62% of savers want investments that take into account climate change impacts

Written by Natalie Tuck

Sixty-two per cent of savers would prefer their savings, including their pensions, invested in assets that take climate change impacts into account, according to new research by ClientEarth.

However the poll, conducted by YouGov on behalf of ClientEarth, found that three out of five people are not aware that the financial institutions they are customers of, could be investing in projects such as coal mines, oil wells and gas fields.

Despite this, fifty per cent would consider moving their bank or pension investments if they realised their money was being used for fossil fuel investments. The preference for climate-aware investment is even more marked among 18 to 34 year olds (66 per cent), who have the longest investment future ahead of them.

Financial institutions, particularly pension funds, have been in the spotlight this year. A parliamentary select committee recently quizzed the UK’s largest funds on their exposure to and management of climate risk – and this month ClientEarth reminded pension professionals of their legal duties to address it.

Commenting on the findings, ClientEarth climate lawyer Danielle Lawson said: “The signal to the financial world could not be clearer: it must raise its game.
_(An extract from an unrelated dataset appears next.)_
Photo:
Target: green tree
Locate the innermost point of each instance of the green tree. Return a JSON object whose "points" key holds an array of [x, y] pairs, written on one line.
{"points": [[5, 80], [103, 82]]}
A large number of consumers want the financial institutions managing their personal finances – be it everyday bank accounts or workplace pensions – to avoid funding fossil fuel companies that contribute to climate chaos.

“Most people questioned were not aware of the link between their pension and continued investment in fossil fuel and what this could mean for their future. Financial institutions, including pension funds, should be more transparent and engage with individuals so that they can make informed choices about how their money is used – as the DWP recommended pension schemes do earlier this year.

“This is particularly important for younger people with defined contribution and contract-based pension schemes who will not draw their pensions for several decades and bear the financial risk of their scheme’s continued support for fossil fuels in the meantime. The fact that less than a fifth of the public trust fossil fuel companies to change their business models and transition to supplying low-carbon energy, shows that there is likely to be a demand for pension and retail investment options which exclude fossil fuels.”